TIM HUNT’S MAIN STREET SKETCHES

From the June 2025 Issue

Tim Hunt explores his community outfitted with a small sketchbook, pen, and watercolour kit. In our regular feature, he shares the pages from his sketchbook and tells the stories behind his work.

 

The heritage plaque on Hydro Substation No.5 recounts a surprising history of this familiar site along Riverdale Avenue. Slattery’s Field, a humble cow pasture, became a makeshift landing strip for a pilot performing stunts at the Central Canada Exhibition in 1911. In 1913, it hosted the landing of the first flight between two Canadian cities (Montreal and Ottawa). “Both pilots had to contend with cows and horses which shared this crude airfield,” the plaque reads.

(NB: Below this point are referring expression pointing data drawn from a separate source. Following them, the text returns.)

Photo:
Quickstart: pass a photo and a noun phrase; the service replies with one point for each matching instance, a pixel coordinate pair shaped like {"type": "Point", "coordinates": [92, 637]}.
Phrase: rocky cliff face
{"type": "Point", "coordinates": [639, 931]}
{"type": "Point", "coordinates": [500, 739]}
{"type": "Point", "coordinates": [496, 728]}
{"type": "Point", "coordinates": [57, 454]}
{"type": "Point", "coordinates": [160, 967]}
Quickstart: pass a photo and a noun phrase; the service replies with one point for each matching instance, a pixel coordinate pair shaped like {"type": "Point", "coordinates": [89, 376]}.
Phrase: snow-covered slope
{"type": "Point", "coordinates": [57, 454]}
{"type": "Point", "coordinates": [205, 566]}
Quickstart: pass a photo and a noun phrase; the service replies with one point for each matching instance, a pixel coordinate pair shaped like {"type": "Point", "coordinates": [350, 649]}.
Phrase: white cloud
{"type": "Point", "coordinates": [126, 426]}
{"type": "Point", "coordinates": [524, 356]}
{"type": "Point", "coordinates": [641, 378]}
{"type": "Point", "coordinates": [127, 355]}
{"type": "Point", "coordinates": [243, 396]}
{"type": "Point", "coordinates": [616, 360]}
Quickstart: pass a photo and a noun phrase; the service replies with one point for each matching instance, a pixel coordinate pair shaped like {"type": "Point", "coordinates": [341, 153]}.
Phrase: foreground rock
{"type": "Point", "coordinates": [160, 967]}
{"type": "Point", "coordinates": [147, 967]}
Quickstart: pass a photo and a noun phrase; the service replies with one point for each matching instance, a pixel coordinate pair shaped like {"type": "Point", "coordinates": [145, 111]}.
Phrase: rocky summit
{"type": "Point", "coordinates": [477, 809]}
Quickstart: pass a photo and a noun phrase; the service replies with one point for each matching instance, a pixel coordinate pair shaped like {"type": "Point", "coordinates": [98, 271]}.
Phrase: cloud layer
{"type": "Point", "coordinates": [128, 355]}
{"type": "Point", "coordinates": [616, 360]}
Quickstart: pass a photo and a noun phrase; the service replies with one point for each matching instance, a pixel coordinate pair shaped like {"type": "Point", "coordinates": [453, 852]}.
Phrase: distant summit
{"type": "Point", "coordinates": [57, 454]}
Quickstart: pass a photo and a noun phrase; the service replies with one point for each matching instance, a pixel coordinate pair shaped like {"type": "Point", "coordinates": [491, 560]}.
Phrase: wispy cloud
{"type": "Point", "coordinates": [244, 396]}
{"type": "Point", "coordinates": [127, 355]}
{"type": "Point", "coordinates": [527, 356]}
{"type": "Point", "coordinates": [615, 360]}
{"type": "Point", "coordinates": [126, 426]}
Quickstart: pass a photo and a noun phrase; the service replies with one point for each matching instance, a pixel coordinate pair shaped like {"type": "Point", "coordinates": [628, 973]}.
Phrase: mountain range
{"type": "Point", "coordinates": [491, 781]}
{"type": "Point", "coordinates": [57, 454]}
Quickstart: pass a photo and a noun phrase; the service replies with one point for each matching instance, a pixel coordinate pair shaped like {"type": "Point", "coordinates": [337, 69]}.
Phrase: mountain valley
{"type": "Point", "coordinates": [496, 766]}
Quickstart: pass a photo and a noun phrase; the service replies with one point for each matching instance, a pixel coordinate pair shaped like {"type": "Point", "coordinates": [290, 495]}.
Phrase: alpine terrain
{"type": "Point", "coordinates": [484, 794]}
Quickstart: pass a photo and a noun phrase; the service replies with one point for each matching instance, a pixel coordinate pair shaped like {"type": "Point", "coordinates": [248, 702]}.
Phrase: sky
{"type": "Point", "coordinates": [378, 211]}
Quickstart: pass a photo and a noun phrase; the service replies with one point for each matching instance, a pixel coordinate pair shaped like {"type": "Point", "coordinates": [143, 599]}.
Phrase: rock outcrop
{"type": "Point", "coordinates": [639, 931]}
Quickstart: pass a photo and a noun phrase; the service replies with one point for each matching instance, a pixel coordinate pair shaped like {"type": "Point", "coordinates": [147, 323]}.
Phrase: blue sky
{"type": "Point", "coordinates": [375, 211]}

The austere modernist structure that now sits on what was once the Slattery farm was designed in the mid-1940s by architect J. Albert Ewart, designer of Knox Presbyterian Church at Elgin and Lisgar streets. It speaks of a time when utilitarian public infrastructure was treated with formality and a touch of class. The Ottawa Hydro Electric building will soon be joined by a neighbouring structure on the corner of Riverdale and Main due to increasing power demands from our burgeoning community.

On summer weekends, the occasional biplane still roams the skies, and I couldn’t resist the anachronistic touch in this drawing.